しかしこれには一つ欠点があり、DKIMにおいて認証されるドメインはDKIM内で指定されたものであり

必ずしも正規の送信者のメールアドレスとは一致していないということです。


つまり送信元に指定されているメールアドレスとは別のドメインでDKIMを通過させてしまえば、なりすましメールを送ることが可能です。DKIMの認証情報はメールヘッダーから確認できますので、それを見ればわかりますが、普通は毎回確認するなんてことはないでしょうからこれでは意味がありません。

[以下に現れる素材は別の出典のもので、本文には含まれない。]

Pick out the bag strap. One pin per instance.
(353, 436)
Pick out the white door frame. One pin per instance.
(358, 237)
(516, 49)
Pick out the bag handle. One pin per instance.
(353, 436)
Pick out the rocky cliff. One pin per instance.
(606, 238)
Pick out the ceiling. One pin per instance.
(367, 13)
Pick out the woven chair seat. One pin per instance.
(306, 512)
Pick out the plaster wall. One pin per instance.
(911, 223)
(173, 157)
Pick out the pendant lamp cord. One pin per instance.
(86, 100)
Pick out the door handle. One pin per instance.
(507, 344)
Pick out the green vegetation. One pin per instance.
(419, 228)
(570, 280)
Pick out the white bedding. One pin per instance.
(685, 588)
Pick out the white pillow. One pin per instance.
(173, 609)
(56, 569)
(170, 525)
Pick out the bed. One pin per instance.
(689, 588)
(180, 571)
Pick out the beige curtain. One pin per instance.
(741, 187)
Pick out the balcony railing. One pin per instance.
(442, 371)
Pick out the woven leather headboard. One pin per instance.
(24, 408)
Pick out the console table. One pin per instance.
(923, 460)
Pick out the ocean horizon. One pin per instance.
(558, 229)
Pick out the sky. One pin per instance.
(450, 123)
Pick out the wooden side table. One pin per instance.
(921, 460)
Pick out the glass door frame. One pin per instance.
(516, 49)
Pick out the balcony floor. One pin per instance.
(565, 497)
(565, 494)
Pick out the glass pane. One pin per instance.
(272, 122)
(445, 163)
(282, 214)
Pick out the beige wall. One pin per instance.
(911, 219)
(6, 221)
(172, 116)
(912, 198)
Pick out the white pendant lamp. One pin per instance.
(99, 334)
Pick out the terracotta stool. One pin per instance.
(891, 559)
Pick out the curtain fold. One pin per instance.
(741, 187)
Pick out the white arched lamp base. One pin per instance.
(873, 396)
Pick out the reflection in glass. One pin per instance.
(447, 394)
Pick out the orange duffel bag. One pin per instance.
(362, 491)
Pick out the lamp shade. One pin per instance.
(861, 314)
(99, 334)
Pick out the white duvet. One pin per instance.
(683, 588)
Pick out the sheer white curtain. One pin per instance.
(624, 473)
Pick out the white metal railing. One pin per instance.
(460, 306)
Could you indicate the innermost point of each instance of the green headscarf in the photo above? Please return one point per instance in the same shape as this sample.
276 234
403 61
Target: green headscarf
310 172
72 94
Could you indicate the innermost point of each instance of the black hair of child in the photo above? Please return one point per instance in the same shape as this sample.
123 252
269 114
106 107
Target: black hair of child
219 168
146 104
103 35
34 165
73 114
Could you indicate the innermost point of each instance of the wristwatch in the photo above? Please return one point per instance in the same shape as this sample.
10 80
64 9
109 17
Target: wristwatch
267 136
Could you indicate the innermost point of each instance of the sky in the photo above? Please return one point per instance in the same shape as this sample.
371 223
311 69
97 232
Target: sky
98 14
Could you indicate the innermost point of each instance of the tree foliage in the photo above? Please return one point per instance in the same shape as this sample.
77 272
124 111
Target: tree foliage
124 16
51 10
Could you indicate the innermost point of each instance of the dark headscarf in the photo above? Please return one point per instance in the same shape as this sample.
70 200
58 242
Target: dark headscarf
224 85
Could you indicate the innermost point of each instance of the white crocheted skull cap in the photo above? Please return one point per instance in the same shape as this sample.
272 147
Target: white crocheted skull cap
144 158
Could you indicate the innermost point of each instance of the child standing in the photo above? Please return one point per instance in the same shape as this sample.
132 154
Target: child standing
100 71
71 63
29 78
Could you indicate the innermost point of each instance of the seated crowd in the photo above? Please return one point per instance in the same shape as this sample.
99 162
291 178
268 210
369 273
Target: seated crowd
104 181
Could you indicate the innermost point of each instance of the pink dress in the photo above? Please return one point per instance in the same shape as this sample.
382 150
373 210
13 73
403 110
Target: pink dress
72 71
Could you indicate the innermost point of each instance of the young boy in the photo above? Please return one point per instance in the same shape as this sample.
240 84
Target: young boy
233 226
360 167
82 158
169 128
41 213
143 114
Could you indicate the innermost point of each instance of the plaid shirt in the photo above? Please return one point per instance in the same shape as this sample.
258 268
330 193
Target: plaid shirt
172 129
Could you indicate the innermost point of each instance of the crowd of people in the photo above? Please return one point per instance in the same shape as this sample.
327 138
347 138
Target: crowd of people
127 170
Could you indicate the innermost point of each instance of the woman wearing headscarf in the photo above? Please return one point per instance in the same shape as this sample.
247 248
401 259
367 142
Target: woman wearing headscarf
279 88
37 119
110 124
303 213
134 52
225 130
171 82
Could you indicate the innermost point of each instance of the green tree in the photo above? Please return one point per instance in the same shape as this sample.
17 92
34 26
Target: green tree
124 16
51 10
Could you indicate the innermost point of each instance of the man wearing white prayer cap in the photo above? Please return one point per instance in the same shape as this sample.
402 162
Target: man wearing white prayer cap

DMARCはそのような問題を解決し受信側が正しく処理できるようにする技術です。

またDMARCの設定により、なりすましメールが届いた時の振る舞いを指定したり、認証結果のレポートをメールで受け取ったりすることもできます。


例えば、


SPF・DKIMに失敗したメールは破棄したほしい

迷惑メールフォルダに入れてほしい

認証結果は無視してほしい


など条件を指定できます。


これらの指定は他の技術と同様にDNSレコードに登録することができます。


まとめ


いかがでしたでしょうか?

簡単にお話するつもりだったのですが、ややこしくなってしまいすみません。


SPF・DKIM・DMARCは送信側だけではなく受信側も対応していないと効果がありません。

設定ミスなどでメールが届かないなどの不安からDKIMやDMARCはいまだに普及率が低いのが現状です。

本サービス、かんたんホームページ作成Grupoで提供している Grumail では、なりすなしによる被害低減のため、送信者から設定したDKIM・DMARCを読み取り、対応するようになっています。